Normal human testicular and epididymal tissue paraffin sections were obtained from Renji Hospital, affiliated with Shanghai Jiao Tong University School of Medicine, with ethical approval granted by the hospital’s Ethics Committee (approval number: KY2020-193). Human sperm samples were sourced from the Human Sperm Bank at West China Second Hospital, Sichuan University. Prior to sample collection, participants abstained from ejaculation for 3–7 days. Semen samples were collected via masturbation and delivered to the sperm bank within 1 h, where they underwent liquefaction at 37 °C with gentle agitation. Following a 30-minute liquefaction period, routine semen analysis was performed to exclude samples with inflammation, liquefaction difficulties, or advanced age. The remaining fresh semen samples were selected based on diagnostic criteria for oligoasthenoteratozoospermia (OAT) and infertility. These samples were collected via centrifugation tubes for subsequent experiments. All participants provided informed consent, and the study was approved by the Medical Research Ethics Committee of West China Second Hospital, Sichuan University (approval numbers: 2019-050, 2023-231).

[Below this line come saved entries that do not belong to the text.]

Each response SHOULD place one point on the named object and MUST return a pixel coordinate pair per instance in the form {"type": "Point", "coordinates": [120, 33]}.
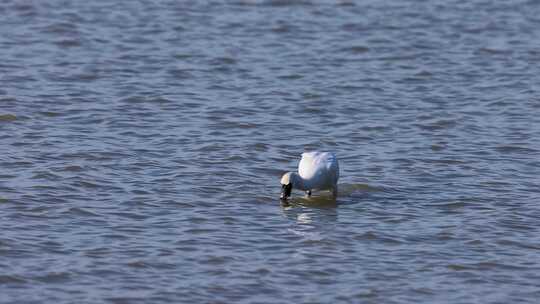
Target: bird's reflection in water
{"type": "Point", "coordinates": [312, 218]}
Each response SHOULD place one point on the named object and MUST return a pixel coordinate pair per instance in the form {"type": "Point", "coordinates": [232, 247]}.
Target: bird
{"type": "Point", "coordinates": [316, 171]}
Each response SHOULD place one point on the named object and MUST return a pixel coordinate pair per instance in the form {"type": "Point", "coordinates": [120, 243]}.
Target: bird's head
{"type": "Point", "coordinates": [286, 185]}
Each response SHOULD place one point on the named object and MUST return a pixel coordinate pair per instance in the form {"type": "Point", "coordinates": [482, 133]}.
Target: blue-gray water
{"type": "Point", "coordinates": [142, 144]}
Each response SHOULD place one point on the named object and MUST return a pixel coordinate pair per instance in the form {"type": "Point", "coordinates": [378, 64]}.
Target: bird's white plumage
{"type": "Point", "coordinates": [319, 170]}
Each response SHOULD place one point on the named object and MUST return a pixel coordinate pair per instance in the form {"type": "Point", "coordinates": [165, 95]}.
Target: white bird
{"type": "Point", "coordinates": [316, 171]}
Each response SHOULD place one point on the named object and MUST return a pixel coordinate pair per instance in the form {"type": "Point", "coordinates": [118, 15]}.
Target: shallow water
{"type": "Point", "coordinates": [143, 141]}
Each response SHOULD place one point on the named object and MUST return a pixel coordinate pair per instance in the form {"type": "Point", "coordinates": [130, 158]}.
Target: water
{"type": "Point", "coordinates": [142, 144]}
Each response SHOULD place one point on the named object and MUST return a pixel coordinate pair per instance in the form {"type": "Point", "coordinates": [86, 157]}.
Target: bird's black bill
{"type": "Point", "coordinates": [286, 191]}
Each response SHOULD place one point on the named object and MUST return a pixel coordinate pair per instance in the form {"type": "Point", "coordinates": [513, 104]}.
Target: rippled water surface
{"type": "Point", "coordinates": [142, 144]}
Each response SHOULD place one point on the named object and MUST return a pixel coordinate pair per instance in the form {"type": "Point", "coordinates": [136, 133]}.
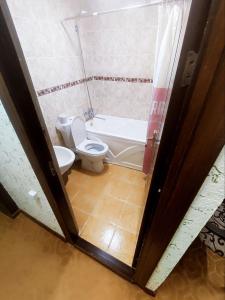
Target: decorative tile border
{"type": "Point", "coordinates": [83, 80]}
{"type": "Point", "coordinates": [62, 86]}
{"type": "Point", "coordinates": [123, 79]}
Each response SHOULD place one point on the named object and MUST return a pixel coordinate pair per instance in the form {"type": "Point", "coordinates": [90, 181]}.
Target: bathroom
{"type": "Point", "coordinates": [93, 65]}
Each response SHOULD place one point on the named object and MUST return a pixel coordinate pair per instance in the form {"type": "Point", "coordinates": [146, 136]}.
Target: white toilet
{"type": "Point", "coordinates": [91, 153]}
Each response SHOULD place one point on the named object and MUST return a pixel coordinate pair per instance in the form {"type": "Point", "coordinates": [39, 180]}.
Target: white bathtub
{"type": "Point", "coordinates": [125, 137]}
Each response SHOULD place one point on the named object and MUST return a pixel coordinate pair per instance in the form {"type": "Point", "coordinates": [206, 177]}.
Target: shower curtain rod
{"type": "Point", "coordinates": [85, 14]}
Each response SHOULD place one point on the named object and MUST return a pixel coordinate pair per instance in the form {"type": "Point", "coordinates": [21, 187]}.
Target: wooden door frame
{"type": "Point", "coordinates": [167, 192]}
{"type": "Point", "coordinates": [7, 205]}
{"type": "Point", "coordinates": [20, 101]}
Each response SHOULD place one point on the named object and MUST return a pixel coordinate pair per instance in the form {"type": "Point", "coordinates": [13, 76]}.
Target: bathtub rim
{"type": "Point", "coordinates": [117, 136]}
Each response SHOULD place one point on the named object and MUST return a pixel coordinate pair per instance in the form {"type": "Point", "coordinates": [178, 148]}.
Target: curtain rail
{"type": "Point", "coordinates": [85, 14]}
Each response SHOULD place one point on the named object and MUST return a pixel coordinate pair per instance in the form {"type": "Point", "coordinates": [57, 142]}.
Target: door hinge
{"type": "Point", "coordinates": [52, 168]}
{"type": "Point", "coordinates": [189, 68]}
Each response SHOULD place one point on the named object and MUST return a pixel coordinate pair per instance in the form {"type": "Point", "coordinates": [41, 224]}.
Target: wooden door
{"type": "Point", "coordinates": [199, 142]}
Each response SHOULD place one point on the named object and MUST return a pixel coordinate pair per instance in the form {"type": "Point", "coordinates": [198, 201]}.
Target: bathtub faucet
{"type": "Point", "coordinates": [90, 114]}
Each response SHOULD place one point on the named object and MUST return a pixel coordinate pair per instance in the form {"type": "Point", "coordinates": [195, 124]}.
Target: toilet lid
{"type": "Point", "coordinates": [78, 130]}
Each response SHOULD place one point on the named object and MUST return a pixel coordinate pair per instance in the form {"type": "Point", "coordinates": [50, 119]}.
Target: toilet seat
{"type": "Point", "coordinates": [84, 145]}
{"type": "Point", "coordinates": [92, 148]}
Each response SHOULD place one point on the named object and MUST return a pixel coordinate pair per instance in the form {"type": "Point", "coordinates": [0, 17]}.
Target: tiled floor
{"type": "Point", "coordinates": [108, 208]}
{"type": "Point", "coordinates": [35, 265]}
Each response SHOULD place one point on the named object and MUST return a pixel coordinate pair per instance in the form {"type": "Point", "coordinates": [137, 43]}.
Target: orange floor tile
{"type": "Point", "coordinates": [109, 207]}
{"type": "Point", "coordinates": [36, 265]}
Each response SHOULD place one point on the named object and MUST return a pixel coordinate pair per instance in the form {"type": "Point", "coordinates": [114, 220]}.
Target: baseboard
{"type": "Point", "coordinates": [44, 226]}
{"type": "Point", "coordinates": [149, 292]}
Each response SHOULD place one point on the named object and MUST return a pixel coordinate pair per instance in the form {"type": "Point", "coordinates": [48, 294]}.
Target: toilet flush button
{"type": "Point", "coordinates": [32, 194]}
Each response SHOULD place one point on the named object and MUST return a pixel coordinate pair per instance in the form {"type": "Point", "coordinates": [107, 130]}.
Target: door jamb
{"type": "Point", "coordinates": [40, 153]}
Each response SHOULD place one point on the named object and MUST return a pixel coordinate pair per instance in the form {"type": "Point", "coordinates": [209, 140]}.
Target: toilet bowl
{"type": "Point", "coordinates": [65, 158]}
{"type": "Point", "coordinates": [91, 153]}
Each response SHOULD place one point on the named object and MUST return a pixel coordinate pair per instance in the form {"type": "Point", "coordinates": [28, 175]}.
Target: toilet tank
{"type": "Point", "coordinates": [63, 124]}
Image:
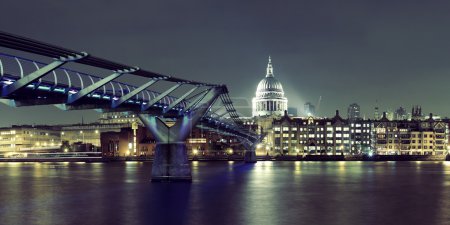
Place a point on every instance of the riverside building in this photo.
(316, 136)
(414, 137)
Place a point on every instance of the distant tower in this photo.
(400, 114)
(354, 112)
(310, 109)
(417, 113)
(269, 98)
(377, 112)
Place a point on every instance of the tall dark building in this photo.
(400, 114)
(354, 112)
(417, 113)
(310, 109)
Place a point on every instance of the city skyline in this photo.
(356, 52)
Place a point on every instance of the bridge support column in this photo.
(250, 151)
(250, 156)
(171, 162)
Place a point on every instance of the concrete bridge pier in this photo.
(250, 156)
(171, 161)
(250, 151)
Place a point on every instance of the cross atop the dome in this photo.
(269, 68)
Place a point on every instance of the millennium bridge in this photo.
(37, 73)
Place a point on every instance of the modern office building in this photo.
(354, 112)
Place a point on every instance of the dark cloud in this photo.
(396, 52)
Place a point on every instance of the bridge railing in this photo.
(68, 80)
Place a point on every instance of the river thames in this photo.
(346, 193)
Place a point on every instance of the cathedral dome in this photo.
(269, 87)
(269, 99)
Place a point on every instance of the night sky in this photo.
(396, 52)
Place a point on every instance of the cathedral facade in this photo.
(269, 100)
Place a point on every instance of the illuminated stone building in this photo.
(415, 137)
(29, 138)
(312, 136)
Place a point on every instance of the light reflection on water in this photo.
(227, 193)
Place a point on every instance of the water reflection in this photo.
(227, 193)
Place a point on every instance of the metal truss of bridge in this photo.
(35, 73)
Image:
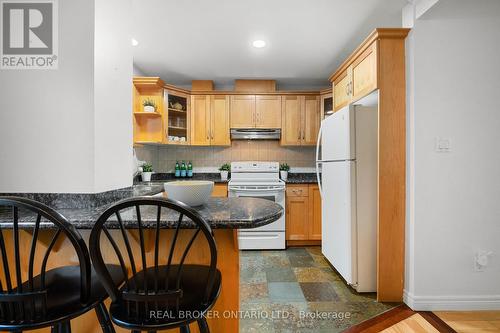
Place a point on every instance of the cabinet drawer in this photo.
(297, 190)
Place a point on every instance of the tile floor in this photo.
(297, 291)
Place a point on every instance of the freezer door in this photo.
(339, 218)
(338, 136)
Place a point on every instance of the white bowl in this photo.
(190, 192)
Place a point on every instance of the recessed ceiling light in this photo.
(259, 43)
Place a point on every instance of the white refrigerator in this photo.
(346, 155)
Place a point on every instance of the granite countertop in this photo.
(160, 178)
(301, 178)
(225, 213)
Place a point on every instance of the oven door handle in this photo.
(256, 190)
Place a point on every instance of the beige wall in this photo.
(163, 158)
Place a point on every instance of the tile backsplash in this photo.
(210, 158)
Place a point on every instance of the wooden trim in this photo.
(396, 315)
(383, 321)
(177, 90)
(275, 93)
(292, 243)
(325, 91)
(379, 33)
(391, 170)
(437, 322)
(204, 85)
(146, 81)
(255, 86)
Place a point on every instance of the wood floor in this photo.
(403, 320)
(473, 321)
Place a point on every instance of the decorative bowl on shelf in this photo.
(177, 106)
(190, 192)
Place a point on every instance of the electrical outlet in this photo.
(481, 260)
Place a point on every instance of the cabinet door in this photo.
(268, 111)
(364, 73)
(296, 218)
(341, 90)
(219, 129)
(314, 213)
(290, 120)
(200, 120)
(311, 119)
(242, 111)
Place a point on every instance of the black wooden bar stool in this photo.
(45, 298)
(181, 293)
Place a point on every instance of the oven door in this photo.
(270, 193)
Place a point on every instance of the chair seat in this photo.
(193, 283)
(63, 293)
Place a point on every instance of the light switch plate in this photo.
(443, 145)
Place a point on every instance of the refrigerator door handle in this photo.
(318, 160)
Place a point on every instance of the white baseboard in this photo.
(451, 303)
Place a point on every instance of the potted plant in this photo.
(149, 105)
(284, 168)
(147, 171)
(224, 171)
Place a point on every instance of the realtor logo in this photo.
(29, 38)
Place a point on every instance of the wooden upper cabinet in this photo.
(210, 120)
(301, 118)
(291, 120)
(242, 111)
(311, 120)
(200, 120)
(358, 79)
(220, 131)
(267, 111)
(364, 73)
(314, 213)
(341, 90)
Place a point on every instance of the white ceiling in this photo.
(182, 40)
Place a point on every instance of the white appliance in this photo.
(259, 180)
(348, 187)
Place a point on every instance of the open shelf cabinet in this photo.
(149, 127)
(170, 119)
(178, 105)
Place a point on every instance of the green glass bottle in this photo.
(190, 169)
(177, 169)
(183, 169)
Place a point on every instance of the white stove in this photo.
(259, 180)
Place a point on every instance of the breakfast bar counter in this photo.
(224, 215)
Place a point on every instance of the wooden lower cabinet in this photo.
(303, 214)
(314, 213)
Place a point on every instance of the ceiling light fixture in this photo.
(259, 43)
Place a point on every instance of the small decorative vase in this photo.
(146, 176)
(149, 108)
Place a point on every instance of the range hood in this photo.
(255, 134)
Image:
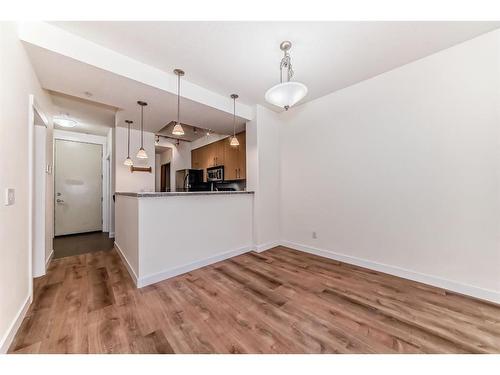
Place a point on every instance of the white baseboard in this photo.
(129, 268)
(49, 258)
(14, 326)
(454, 286)
(267, 246)
(151, 279)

Immunofluorescence staining (IF) and paraffin section immunohistochemistry

Following sperm extraction, samples were washed with PBS to remove seminal plasma and residual culture medium. Centrifugation at 400 g for 5 min at 4 °C yielded sperm pellets. Samples were smeared onto adhesive slides, air-dried at 37 °C in an oven to prepare sperm smears, and encircled with an immunohistochemistry pen (Biosharp). A 4% paraformaldehyde (PFA) fixative (Biosharp) was applied, followed by incubation at room temperature (RT) for 10 min. After three PBS washes, 0.3% Triton X-100 diluted in PBS was added for permeabilization at RT for 15 min, followed by three additional 5-minute PBS washes. Excess liquid was removed, and slides were blocked with 3% bovine serum albumin (BSA, BIOFROXX) at RT for 1 h. Primary antibodies were then applied, including anti-NEU1 (1:10, GenScript), anti-NEU2 (1:400, GenScript), anti-NEU3 (1:250, GenScript), anti-NEU4 (1:100, GenScript), anti-CK8 (1:500, Abcam), mouse monoclonal [RV202] to anti-Vimentin (1:500, Abcam), anti-CD9 (1:25, Santa Cruz), and anti-E-cadherin (1:500, Cell Signaling), and incubated overnight at 4 °C. The next day, slides were washed three times with PBST, and secondary antibodies (goat anti-rabbit IgG H&L [Alexa Fluor^® 568], 1:1000, Abcam; goat anti-mouse IgG H&L [Alexa Fluor^® 488], 1:1000, Abcam) were added and incubated at RT for 1 h. After three additional PBST washes, DAPI (Beyotime) was applied for 5 min at RT. Excess liquid was removed, followed by three PBST washes and mounting with an anti-fade mounting medium (Beyotime). Slides were sealed with coverslips using nail polish and imaged using a Leica DMi8 Fully Motorized Inverted Fluorescence Microscope or a Leica Stellaris Laser Scanning Confocal Microsystem.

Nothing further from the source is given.